The Line Break: Making and Breaking the Poet’s Element

The line break is both the most fundamental and the most mysterious tool in the poet’s kit. It’s what makes a poem a poem, and yet, so often we can’t pinpoint how we go about choosing where to put them. Of course, some of the time it is intuitive, but it is definitely not arbitrary.

The Poet’s Punctuation

In her essay, “On the Function of the Line Break,” Denise Levertov writes, “The line break is a form of punctuation additional to the punctuation that forms part of the logic of completed thoughts.” As readers, we have certain expectations when we read a sentence. The rules of grammar provide a stable foundation for the thoughts, emotions, and information contained within it. While we can use punctuation with a certain level of flexibility, omitting commas for pacing, throwing in a fragment for urgency, line breaks throw a wildcard into the mix.

Let’s examine, for example, a well-known poem by William Carlos Williams:

TO A POOR OLD WOMAN

munching a plum on
the street a paper bag
of them in her hand

They taste good to her
They taste good
to her. They taste
good to her

You can see it by
the way she gives herself
to the one half
sucked out in her hand

Comforted
a solace of ripe plums
seeming to fill the air
They taste good to her

In a poem with one single piece of punctuation, the line breaks are the only pauses provided. Williams provides four very stable-looking stanzas of four lines each, but within them the line breaks are jarring and uneven, forcing the reader to pause unnaturally and see his words in an unexpected way. It has a counter-rhythm, unbalanced and uncomfortable, which enhances the meaning of the poem describing an often-overlooked old woman.

The second stanza of this poem repeats the same sentence three times in a row, breaking the line differently each time. James Longenbach, author of The Art of the Poetic Line, says about this stanza: “The sentence has not changed, but the relationship of its syntax to the line has adjusted the way we hear the sentence’s pattern of intonation and stress…” This sentence uses no remarkable words; no great lesson or metaphor is contained within. With his choice to build the stanza in this way, Williams forces us to examine every word in this small moment.
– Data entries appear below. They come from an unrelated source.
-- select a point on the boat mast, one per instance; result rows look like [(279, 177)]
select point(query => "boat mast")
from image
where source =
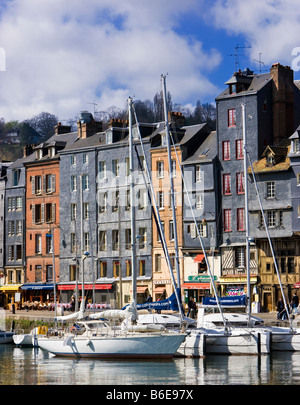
[(132, 205), (163, 78), (246, 213)]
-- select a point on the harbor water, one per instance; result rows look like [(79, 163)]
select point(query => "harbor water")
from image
[(33, 366)]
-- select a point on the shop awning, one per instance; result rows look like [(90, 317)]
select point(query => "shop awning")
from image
[(196, 286), (10, 287), (297, 285), (141, 289), (38, 286), (86, 286), (199, 258)]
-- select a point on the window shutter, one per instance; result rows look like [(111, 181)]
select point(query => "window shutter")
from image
[(33, 214), (53, 183), (33, 184), (42, 212), (53, 212), (44, 185)]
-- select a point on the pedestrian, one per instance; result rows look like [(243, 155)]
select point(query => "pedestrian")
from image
[(280, 308), (192, 308)]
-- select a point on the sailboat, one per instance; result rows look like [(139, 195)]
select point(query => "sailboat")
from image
[(96, 337), (202, 340)]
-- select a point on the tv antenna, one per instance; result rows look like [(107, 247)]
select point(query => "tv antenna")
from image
[(237, 54), (259, 62)]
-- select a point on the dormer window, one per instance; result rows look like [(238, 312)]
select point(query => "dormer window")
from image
[(109, 136), (270, 160), (39, 154), (52, 151)]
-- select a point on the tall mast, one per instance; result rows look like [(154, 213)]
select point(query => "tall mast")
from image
[(163, 78), (132, 205), (246, 213)]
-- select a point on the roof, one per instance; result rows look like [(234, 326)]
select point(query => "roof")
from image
[(206, 152), (257, 82)]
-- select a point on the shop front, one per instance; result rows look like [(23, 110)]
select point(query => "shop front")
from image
[(11, 295), (104, 293), (197, 287)]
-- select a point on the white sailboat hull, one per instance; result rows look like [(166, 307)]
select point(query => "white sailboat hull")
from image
[(160, 345), (6, 337), (233, 342)]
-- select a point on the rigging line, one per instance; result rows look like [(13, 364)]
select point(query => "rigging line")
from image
[(270, 242), (199, 235), (154, 204)]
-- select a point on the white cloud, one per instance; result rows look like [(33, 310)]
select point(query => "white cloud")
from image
[(62, 54), (270, 27)]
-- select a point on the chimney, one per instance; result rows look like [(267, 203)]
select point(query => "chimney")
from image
[(28, 149), (176, 119), (87, 126), (62, 129), (283, 101)]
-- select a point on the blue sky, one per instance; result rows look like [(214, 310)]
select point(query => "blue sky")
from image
[(61, 55)]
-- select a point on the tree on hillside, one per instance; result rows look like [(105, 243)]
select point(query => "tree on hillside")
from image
[(43, 124)]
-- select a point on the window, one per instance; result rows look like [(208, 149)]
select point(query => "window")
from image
[(239, 145), (158, 262), (240, 219), (199, 201), (86, 241), (115, 167), (143, 238), (240, 183), (232, 117), (227, 220), (15, 177), (38, 244), (240, 257), (102, 241), (226, 150), (199, 174), (36, 185), (49, 183), (73, 183), (161, 202), (128, 239), (142, 267), (270, 189), (226, 184), (116, 268), (102, 170), (73, 212), (102, 202), (103, 269), (85, 158), (160, 169), (73, 243), (18, 203), (50, 212), (115, 239), (18, 252), (85, 181), (72, 272), (271, 218), (85, 211), (49, 244)]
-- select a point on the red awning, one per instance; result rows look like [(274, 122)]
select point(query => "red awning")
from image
[(196, 286), (297, 285), (199, 258), (86, 286)]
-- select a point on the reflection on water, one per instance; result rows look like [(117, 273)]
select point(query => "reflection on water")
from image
[(28, 366)]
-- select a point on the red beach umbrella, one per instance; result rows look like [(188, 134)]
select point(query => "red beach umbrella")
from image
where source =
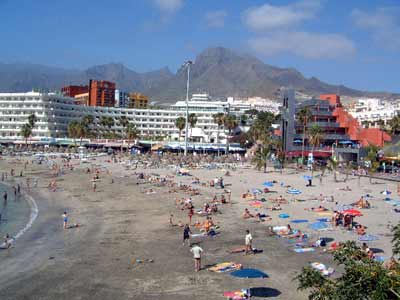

Compare this to “Midnight” by Spencer Reece, whose lines are long, ending almost every time on a piece of punctuation or natural pause. In this poem, the long lines mirror not only the long walk, but also the contemplative and fragile nature of the speaker. No sudden moves disturb this poem, which is what the speaker needs in order to say his piece.

So, let’s make ourselves a neat little list to quantify the multitude of dimensions that line breaks make possible.

In a poem, line breaks create:
  • Lines: To begin with the most elemental rule: without line breaks, you’d be writing prose (or a prose poem).
  • Breath: What happens when you pause? You breathe. Grammar places these in natural, correct places, but line breaks have the ability to cause your reader to inhale unexpectedly, which, I must admit, is very cool.
  • Emphasis on particular words: The beginning of a new line gives its first word a little extra weight.
  • Mood and Tension: Whether or not a poem’s lines fall in natural or unnatural places, or both in combination, sets up a web of anticipation and surprise. In The Art of the Poetic Line, James Longenbach states, “The drama of lineation lies in the simultaneous making and breaking of our expectation for pattern.” If a poem is written in couplets, this can do two things: create stability, or create a false sense of stability, depending on the poem’s content.
  • Meter and Pace: Iambic pentameter is only pentameter because the line ends after five beats.
  • Units of meaning: If a line contains a small piece of a sentence, or two small pieces of two separate sentences, a small pocket is created in which that cross-section stands alone in space. For example, in “Years” by Jon Anderson, a very potent line adds a punch to the poem as a whole. Can you find which line I mean?

Sometimes in weariness I stop.
Because I’ve been lucky
I think the future must be plain.
Over the trees the stars are quite small.

My friends talk quietly
& we have all come to the same things.
Now if I die, I will
Inherit awhile their similar bodies.

Now if I listen
Someone is telling a story.
The characters met.
They enchanted each other by speech.

Though the stories they lived
Were not the same,
Many were distracted into love,
Slept, & woke alone, awhile serene.

Did you see the line I’m referring to? Only once in this poem, Anderson breaks in a jarring place in the sentence. It’s this line that contains a concentration of meaning: “Now if I die. I will /” The speaker’s certainty of his own mortality is distilled in that little crossroads of sentences.

  • A relationship between line and syntax, and new aural and visual understandings of syntax. Those little units of meaning, and a poem’s spacial appearance on the page, stretch the possibilities of meaning that the order of words can achieve.

Well, I could do this all day. What would you add to the list?